Betty, a member of the Georgia Tech Athletics Association Board of Trustees, has donated 2,724 of her late husband Garry Betty’s science fiction novels to Georgia Tech. Many of the books are first editions, including J.R.R. Tolkien’s The Hobbit and Isaac Asimov’s I, Robot.
“Garry always wanted the books to end up at Georgia Tech,” said Betty of her late husband, the former CEO of Earthlink, who graduated from the Institute in 1979 with a bachelor’s degree in chemical engineering.
“I’m so excited these books will be shared with science fiction enthusiasts at Georgia Tech,” Betty said. “Garry used to refer to characters in these books as his friends, and I know that he would be so happy to see them at a place that meant so much to him.”
Georgia Tech’s science fiction collection is a unique resource frequently used by faculty and students in the School of Literature, Media, and Communication (LMC).

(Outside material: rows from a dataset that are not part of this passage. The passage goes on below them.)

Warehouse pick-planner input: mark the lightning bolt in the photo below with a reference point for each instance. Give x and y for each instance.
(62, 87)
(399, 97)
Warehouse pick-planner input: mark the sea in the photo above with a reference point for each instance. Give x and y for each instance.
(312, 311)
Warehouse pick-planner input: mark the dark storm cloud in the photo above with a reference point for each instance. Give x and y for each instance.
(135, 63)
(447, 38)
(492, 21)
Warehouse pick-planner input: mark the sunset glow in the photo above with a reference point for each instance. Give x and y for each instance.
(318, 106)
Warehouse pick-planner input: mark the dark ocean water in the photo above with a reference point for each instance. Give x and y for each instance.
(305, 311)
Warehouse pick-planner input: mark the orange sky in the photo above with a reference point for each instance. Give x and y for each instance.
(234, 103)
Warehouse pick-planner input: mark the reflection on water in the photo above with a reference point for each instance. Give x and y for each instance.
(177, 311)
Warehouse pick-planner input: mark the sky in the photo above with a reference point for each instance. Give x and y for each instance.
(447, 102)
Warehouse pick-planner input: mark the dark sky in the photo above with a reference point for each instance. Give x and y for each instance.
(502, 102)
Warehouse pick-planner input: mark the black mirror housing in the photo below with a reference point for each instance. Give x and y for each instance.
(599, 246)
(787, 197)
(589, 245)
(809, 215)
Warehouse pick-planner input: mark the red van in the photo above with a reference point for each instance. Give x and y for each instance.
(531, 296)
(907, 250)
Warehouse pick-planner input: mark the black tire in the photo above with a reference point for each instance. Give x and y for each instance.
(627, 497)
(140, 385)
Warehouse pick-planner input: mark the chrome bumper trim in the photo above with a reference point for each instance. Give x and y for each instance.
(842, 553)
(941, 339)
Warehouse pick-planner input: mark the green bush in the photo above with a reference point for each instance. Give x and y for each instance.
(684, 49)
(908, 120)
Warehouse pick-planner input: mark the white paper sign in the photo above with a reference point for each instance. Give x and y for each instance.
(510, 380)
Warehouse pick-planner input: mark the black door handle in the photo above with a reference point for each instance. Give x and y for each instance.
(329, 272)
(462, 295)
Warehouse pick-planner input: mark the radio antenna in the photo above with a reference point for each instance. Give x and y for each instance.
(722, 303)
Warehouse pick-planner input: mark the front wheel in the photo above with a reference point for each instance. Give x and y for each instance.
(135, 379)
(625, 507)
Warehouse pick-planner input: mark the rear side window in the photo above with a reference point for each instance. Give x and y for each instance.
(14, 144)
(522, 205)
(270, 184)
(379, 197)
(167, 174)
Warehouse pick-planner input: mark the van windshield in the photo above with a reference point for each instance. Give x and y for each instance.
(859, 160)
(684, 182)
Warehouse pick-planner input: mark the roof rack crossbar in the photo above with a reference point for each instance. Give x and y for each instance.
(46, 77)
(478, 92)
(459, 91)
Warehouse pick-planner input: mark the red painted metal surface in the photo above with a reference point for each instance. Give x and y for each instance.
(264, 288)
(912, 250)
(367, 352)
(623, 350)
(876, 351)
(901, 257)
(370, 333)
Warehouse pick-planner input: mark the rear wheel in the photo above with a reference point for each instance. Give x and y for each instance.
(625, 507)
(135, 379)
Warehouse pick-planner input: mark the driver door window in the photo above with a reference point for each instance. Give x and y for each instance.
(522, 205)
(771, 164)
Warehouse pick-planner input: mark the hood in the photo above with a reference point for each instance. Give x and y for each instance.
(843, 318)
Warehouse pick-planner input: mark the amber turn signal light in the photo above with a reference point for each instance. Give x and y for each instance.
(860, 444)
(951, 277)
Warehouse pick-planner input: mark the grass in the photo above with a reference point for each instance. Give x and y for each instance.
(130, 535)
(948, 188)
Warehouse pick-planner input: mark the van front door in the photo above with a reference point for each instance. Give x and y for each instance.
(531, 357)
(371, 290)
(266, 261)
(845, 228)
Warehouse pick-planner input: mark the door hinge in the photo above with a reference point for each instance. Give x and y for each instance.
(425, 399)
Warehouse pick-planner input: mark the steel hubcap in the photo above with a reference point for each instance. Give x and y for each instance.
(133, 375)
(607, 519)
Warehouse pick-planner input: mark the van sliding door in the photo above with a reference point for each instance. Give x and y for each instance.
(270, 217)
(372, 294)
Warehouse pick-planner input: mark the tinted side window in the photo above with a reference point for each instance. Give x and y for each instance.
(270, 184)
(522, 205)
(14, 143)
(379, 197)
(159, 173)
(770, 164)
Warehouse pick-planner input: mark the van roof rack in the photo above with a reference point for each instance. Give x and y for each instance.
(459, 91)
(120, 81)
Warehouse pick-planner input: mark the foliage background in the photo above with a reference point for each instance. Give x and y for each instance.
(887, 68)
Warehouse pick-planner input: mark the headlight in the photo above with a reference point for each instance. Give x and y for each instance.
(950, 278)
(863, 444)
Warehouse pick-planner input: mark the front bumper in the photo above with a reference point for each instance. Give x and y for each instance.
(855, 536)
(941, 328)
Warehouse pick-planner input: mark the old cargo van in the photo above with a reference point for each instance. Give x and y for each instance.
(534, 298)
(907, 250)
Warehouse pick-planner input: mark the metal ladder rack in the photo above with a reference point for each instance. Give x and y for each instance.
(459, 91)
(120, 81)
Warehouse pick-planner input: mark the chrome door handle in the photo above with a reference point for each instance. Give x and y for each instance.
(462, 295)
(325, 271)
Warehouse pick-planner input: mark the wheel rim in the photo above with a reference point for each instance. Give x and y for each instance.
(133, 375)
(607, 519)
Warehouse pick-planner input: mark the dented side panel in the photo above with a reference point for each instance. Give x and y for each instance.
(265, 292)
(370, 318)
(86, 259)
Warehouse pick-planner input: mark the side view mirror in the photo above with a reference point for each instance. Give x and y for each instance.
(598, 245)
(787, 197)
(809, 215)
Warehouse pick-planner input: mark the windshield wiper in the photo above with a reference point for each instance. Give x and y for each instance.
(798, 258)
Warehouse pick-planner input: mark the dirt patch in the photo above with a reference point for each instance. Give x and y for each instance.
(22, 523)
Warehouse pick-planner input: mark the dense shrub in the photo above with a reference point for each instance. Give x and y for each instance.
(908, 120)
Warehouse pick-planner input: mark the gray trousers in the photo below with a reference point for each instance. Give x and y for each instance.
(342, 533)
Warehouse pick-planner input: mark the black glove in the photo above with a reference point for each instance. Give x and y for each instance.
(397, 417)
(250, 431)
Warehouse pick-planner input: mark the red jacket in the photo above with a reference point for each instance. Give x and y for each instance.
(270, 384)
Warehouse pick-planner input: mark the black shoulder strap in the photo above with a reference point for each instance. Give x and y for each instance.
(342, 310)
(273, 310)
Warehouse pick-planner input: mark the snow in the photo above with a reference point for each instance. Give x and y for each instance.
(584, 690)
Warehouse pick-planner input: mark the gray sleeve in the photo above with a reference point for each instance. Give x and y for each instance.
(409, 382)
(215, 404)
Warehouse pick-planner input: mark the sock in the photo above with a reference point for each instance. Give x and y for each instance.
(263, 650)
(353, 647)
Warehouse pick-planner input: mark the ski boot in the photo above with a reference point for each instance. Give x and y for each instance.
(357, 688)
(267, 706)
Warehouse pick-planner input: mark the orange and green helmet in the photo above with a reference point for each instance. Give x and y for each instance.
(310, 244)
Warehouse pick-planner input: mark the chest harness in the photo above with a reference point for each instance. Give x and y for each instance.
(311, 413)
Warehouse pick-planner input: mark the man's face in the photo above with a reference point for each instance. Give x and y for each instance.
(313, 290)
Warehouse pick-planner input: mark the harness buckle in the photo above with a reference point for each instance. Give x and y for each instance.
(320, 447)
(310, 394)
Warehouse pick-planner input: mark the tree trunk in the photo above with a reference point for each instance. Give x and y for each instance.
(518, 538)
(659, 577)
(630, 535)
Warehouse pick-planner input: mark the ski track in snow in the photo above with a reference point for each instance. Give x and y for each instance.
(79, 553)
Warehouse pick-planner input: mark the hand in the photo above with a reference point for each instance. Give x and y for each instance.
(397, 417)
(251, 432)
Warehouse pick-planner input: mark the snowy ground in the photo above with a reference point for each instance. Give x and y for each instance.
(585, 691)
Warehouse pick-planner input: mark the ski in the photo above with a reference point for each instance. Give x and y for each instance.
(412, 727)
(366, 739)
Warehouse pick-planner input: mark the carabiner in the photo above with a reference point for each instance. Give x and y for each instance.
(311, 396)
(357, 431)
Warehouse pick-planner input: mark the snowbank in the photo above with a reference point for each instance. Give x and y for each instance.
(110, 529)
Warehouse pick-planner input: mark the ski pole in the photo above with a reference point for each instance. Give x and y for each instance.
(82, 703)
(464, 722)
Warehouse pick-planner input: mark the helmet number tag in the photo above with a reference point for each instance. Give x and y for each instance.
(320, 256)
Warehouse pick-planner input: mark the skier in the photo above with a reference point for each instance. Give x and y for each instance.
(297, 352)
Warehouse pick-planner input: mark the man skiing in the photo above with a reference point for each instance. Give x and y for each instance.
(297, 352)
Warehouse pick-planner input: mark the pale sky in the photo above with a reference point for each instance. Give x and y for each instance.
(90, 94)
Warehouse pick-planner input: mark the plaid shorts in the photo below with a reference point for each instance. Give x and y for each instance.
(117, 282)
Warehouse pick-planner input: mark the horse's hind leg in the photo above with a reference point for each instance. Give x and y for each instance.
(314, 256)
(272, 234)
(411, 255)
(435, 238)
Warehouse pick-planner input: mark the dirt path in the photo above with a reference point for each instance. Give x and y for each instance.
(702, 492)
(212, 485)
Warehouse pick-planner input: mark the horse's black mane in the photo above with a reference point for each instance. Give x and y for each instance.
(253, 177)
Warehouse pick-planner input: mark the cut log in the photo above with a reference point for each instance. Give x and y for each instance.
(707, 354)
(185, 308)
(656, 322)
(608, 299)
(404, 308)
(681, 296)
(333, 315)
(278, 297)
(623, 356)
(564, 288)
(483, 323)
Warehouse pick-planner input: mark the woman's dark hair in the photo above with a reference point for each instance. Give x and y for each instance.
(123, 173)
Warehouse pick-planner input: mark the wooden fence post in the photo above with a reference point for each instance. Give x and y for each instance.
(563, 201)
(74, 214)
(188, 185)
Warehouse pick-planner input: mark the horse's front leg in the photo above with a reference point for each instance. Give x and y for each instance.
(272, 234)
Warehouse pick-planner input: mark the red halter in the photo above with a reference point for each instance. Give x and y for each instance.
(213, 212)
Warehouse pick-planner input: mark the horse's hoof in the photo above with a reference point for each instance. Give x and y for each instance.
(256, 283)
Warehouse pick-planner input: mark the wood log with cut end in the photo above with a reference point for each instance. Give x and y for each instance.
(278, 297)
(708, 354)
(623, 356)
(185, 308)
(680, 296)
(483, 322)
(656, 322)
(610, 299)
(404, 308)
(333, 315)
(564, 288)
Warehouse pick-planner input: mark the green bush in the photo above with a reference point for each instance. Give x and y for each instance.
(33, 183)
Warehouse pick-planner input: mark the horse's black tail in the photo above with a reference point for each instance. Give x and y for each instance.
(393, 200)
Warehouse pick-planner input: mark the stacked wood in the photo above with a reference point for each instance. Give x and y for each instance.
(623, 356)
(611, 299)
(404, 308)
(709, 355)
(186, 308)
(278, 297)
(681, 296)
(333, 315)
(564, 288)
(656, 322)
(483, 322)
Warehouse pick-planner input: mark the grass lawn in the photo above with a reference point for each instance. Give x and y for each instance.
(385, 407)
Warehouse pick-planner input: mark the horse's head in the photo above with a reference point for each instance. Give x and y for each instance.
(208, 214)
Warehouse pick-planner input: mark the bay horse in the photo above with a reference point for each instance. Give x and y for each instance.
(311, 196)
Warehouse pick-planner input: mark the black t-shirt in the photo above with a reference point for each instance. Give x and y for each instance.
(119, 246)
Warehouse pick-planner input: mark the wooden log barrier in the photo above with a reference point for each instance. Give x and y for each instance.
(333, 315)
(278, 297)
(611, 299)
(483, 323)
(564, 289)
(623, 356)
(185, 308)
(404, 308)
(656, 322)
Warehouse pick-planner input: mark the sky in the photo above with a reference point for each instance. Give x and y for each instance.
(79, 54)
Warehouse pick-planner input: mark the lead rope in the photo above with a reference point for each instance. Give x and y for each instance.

Many of the books were donated in 1998 by Irving “Bud” Foote, who founded Georgia Tech’s science fiction studies program in 1971. The collection ranks as the third-largest in the United States.
Regents Professor Lisa Yaszek, a science fiction scholar in LMC, said the donation is an important addition.
“I often tell our engineering students that reading science fiction is an ideal way to learn what people living in specific historical moments think about the sciences and technologies of their times,” Yaszek said. “Getting a science fiction collection like this, owned by a Georgia Tech alumnus who helped shape the Internet as we know it, provides us with a unique opportunity to understand what science fiction can tell us about the dreams of engineers themselves.”
Jody Thompson, head of the Library’s archives and special collections department, said the donation fills some gaps in the existing collection and increases the number of award-winning titles.
“Garry Betty’s collection was almost exclusively first editions, which may not mean a lot to the average reader but is really something for those of us in library and science fiction worlds," Thompson said.
LMC Associate Professor Karen Head, who knows Betty through Georgia Tech’s athletics program, helped facilitate the donation.
“One night, we went to dinner, and I started telling her about the books,” Betty said. “She said, ‘You do understand what we have at Georgia Tech, don’t you?’” said Betty, who until then was unaware of the existing collection here.
Head said the two “became giddy and animated about the possibilities.” She soon arranged a visit for Betty with LMC’s science fiction faculty. Soon after, Betty and her nephews Cameron Lane (BSBA, 2005) and Wesley Morris began organizing and archiving the collection and obtained an appraisal fixing the works’ value at $168,000.
The extensive work done by Betty, Morris, and Lane — who is a current student in the Online Master of Science in Computer Science program — to prepare for the donation will speed integration of the donation into the Library’s holdings, Thompson said.
Head, a poet, associate professor, associate chair in LMC, and director of the Naugle Communication Center, said she was happy to participate in such a meaningful donation.
“There are few gifts to a university that come with so much love,” she said. “I am so delighted that we were able to make Kathy’s dream of having Garry’s books at Georgia Tech come true.”